Alternatively, Mt. Gabb can be approached from Mono Creek via the Second Recess, coming up from Lake Thomas Edison to the west or from the east via Mono Pass.
Thirdly, the peak may be approached from the west via Bear Creek. A good use trail heads east up the Hilgard Branch to Lake Italy.
Red Tape & Mountain ConditionsMt. Gabb and the surrounding area lies in the John Muir Wilderness. Backcountry permits are required for overnight visits to the area. Permits are free if you pick them up in person at the Ranger Station, or for a small fee you can get them through the Inyo National Forest Reservation System. There are no fees for parking, but you must use the overnight lots and not the day use ones if staying overnight.

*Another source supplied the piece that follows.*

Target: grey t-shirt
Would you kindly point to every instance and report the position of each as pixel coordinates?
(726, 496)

Everything you need to know about conditions, permits and regulations can be found on the Eastern Sierra - Logisitcal Center page.
When To ClimbMt. Gabb is normally climbed June-Oct when access roads to Rock Creek (in the east) and Lake Thomas Edison (in the west) are open.

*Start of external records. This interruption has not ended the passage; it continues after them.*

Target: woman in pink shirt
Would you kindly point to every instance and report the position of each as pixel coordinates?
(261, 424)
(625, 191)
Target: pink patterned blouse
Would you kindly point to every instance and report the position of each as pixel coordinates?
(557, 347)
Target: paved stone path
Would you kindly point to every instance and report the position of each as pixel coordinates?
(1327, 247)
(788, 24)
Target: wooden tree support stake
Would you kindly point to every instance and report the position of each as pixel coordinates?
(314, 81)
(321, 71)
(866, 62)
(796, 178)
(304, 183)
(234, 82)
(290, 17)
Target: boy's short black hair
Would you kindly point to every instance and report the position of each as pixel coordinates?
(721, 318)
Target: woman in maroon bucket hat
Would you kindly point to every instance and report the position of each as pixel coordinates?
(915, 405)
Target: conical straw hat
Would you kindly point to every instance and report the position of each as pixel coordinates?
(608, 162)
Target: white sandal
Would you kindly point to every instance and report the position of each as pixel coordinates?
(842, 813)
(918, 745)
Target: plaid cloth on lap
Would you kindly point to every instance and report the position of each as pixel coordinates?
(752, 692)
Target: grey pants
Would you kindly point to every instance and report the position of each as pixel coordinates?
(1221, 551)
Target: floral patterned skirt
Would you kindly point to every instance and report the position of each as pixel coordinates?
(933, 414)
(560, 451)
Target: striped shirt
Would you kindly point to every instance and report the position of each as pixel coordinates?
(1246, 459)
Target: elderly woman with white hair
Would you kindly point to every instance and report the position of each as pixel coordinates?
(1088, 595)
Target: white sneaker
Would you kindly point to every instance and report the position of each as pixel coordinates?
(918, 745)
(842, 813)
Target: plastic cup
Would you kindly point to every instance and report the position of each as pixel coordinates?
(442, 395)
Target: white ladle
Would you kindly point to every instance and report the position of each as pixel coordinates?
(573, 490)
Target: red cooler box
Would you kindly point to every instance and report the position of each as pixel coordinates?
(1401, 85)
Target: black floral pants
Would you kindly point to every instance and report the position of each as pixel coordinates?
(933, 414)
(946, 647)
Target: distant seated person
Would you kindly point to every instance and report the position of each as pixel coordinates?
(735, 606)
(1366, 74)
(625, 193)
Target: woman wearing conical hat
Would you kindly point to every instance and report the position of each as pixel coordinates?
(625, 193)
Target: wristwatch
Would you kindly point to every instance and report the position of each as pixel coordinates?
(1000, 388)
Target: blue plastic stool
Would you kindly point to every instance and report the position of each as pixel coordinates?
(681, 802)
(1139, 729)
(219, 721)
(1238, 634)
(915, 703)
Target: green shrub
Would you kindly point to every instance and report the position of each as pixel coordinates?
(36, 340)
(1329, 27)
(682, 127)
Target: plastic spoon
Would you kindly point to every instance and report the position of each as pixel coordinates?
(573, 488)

CampingMt. Gabb and the surrounding area lies in the John Muir Wilderness. Overnight camping is permitted throughout the region with backcountry permits. There are fine sites available along Lake Italy, in the Second Recess, and in Little Lakes Valley. The nearest sites in Little Lakes Valley can be found at Dade Lake, Treasure Lakes, and Gem Lakes. On the west side of the crest, there are fine sites in the upper part of the canyon just south of Gabbot Pass with water available at least through late August.
Camping in the Rock Creek area.
Etymology"Name given to a peak by the Whitney Survey, after a William More Gabb (1839-78), paleontologist of the party. It is uncertain whether this peak is the Mount Gabb shown on LeConte's map of 1907 and on the later Mount Goddard atlas sheet.
- Erwin Gudde, California Place Names
"Tuesday last, April 22 , I sent on the party to go into camp here, near Martinez, and I followed the next day. Our party consists of: Averill, who goes as mule driver, clerk, etc.; Hoffmann, topographer; Schmidt, our new cook, who promises well; Gabb, our paleontologist, young, grassy green, but decidedly smart and well posted in his department -- he will
develop well with the hard knocks of camp; Remond, a young Frenchman, who will be with us for about two weeks. We commenced by drinking a bottle of champagne presented by a young lady of San Francisco."